What he lacks are the skills that made people forgive Mr Mandela almost anything, and which enabled his predecessor to win the respect of all South Africa's communities. As a control freak, Mr Mbeki makes Tony Blair look like an amateur: his cabinet is so terrified of being off-message that ministers prefer to avoid public statements rather than displease the President. He can be ruthless, as more charismatic ANC figures such as Cyril Ramaphosa discovered when they found themselves out of the government, and he has a worrying tendency to equate criticism with racism.

Mr Mbeki once joked about his enigmatic image, claiming that when he was at Sussex University, English girls would cry: "But Thabo, we don't know you!" as they fended off his advances. By all accounts he did not always fail. When a white television journalist referred to him as a "womaniser", however, he was denounced for giving voice to his racism.

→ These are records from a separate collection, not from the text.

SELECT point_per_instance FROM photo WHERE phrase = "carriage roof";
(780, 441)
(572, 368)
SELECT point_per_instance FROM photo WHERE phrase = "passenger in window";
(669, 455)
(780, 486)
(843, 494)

Mr Mbeki can and does change his mind. He has, for example, at least stopped making the kind of wrong-headed comments about Aids that startled last year's congress, and has allowed test programmes of anti-HIV drugs to go ahead. The government is now ready to start distribution of one of the most effective of these, but the health minister did not want to be the one making the announcement. She insisted that it come from the whole cabinet.

The President is at last putting more pressure on Mr Mugabe to stop making matters worse for his own country as well as his neighbours, but anyone in the West who expects him to do this in public misunderstands the man. Possibly his greatest passion is a "millennium action plan" about which British leaders will undoubtedly be hearing a great deal this week. At its core is the belief that African leaders must unite and speak to the rest of the world in a more confident voice. Mr Mbeki, who talks of an "African Renaissance", is one of the prime architects of the plan, which sets ambitious targets for Africa in spheres such as the reduction of child poverty.

It reinforces the image of Mr Mbeki as a somewhat chilly visionary whose only amusements appear to consist of smoking his ever-present pipe and surfing the internet (which is where he is said to have got his views on HIV and Aids). He is an idealist who feels very strongly that leaders must serve the people, though he clearly prefers the people in the abstract rather than in his face.

He has been compared to a predecessor, Jan Smuts, a close friend of Winston Churchill and member of the Imperial War Cabinet during the Second World War, who was more successful as a statesman than in dealing with the day-to-day problems of South Africa. Smuts was unexpectedly ousted in 1948; after a characteristically inept and heavy-handed government attempt to accuse Mr Ramaphosa and two other equally popular ANC exiles of "plotting" against the President, there is open discussion for the first time of the possibility of a successful challenge to him in 2004.

If Thabo Mbeki hides his feelings behind a mask, however, it is hardly surprising, given his personal history. His parents were dedicated Communists who subordinated family life to the cause. His father, Govan, served time on Robben Island, where he was so unyielding in argument that he and Mr Mandela did not speak to each other for two years. It was 28 years before the transformation of South Africa reunited father and son, but when Govan was asked how he felt on seeing Thabo again, he said: "Not much finer than seeing others. You must remember that Thabo Mbeki is no longer my son. He is my comrade." Comrade Thabo, though, never acknowledged being a Communist Party member, let alone having served on the Central Committee. He left in the early 1990s, which is believed by some to account for his father's coolness.

That enabled him, however, to become President of South Africa. He has high ambitions for the role, not a bad thing in a continent where vision is in short supply. The question is whether he can inspire others to help him achieve his aims. Leaders who want nothing but to be loved can be unsettling, but so also can those who appear to have no need for public affection.